Dr. Levin is Clinical Assistant Professor, Department of Ophthalmology, Loma Linda University.

It's possible you may be going blind and don't even realize it. A leading cause of irreversible blindness, glaucoma, can happen without any noticeable warning signs or symptoms. Because doctors now have very effective technologies for early diagnosis, as well as new medicines and high-tech treatments (such as lasers), much can be done to slow down and control glaucoma in most patients before vision is permanently damaged. But early diagnosis is critical.

What Is Glaucoma?
The eyeball is bathed by fluid ("aqueous humor") that is produced by cells behind the colored part of the eye ("iris").
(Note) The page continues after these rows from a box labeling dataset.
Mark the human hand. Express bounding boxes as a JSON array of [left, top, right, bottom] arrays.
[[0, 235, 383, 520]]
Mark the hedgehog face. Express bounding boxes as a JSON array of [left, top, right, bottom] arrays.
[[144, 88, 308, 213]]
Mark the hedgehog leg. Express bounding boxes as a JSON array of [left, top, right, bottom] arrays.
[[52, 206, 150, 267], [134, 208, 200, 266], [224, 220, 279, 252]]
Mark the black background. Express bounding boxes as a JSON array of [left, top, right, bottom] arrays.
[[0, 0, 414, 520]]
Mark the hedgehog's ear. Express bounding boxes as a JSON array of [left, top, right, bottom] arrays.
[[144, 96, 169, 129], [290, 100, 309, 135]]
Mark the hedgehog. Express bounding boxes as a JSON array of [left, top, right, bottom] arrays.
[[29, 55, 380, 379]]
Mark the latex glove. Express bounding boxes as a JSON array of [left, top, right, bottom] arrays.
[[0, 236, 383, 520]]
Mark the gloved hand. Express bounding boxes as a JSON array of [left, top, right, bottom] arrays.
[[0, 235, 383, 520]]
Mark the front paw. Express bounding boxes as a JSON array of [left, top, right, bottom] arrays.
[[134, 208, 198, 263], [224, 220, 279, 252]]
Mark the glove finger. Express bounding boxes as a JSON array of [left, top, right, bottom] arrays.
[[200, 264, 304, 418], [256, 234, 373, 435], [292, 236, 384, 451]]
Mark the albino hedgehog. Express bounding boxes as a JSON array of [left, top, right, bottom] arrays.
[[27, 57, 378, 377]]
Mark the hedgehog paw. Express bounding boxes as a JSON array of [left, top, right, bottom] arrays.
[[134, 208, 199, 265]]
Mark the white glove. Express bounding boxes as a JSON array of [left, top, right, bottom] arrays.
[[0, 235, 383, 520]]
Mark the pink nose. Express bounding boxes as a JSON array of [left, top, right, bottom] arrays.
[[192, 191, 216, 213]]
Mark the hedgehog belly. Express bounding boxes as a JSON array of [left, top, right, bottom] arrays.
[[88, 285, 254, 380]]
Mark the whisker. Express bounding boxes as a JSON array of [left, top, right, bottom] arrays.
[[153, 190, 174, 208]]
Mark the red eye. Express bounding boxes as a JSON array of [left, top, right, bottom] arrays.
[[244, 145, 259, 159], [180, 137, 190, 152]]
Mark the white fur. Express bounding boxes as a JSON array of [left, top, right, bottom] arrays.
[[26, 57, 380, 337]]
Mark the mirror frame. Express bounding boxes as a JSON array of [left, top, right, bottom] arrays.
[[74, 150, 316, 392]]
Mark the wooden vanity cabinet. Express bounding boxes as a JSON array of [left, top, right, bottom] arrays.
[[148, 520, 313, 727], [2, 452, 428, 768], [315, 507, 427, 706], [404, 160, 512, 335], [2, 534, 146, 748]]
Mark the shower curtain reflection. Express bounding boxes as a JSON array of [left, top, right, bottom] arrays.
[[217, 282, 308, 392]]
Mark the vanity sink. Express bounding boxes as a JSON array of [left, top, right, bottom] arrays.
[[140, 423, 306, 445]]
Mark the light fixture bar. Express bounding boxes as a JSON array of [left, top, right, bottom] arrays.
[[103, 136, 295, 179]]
Not only does the fluid wash the eye but it helps the eye maintain its shape. When there is either over-production of aqueous humor or problems with the outflow drainage channels, the presence of too much fluid causes the pressure in the eye ("intraocular pressure") to rise. At the back of the eye sits the optic nerve, which connects to the brain and is the key component of sight. High intraocular pressure can permanently damage the optic nerve and result in vision loss. Glaucoma is the name given to the group of diseases that usually involve high intraocular pressure and produce optic nerve damage.

The presence of too much fluid causes the pressure in the eye ('intraocular pressure') to rise.

There are two main types of glaucoma — open angle and closed angle. In typical open angle glaucoma,(1) the outflow channels become blocked over time with aging or other disease processes. In closed angle glaucoma, the blockage occurs suddenly, raising the eye pressure rapidly. This is a true medical emergency requiring immediate treatment. Though eye pressure is not connected to blood pressure, the presence of high blood pressure can worsen the harmful effects of elevated intraocular pressure.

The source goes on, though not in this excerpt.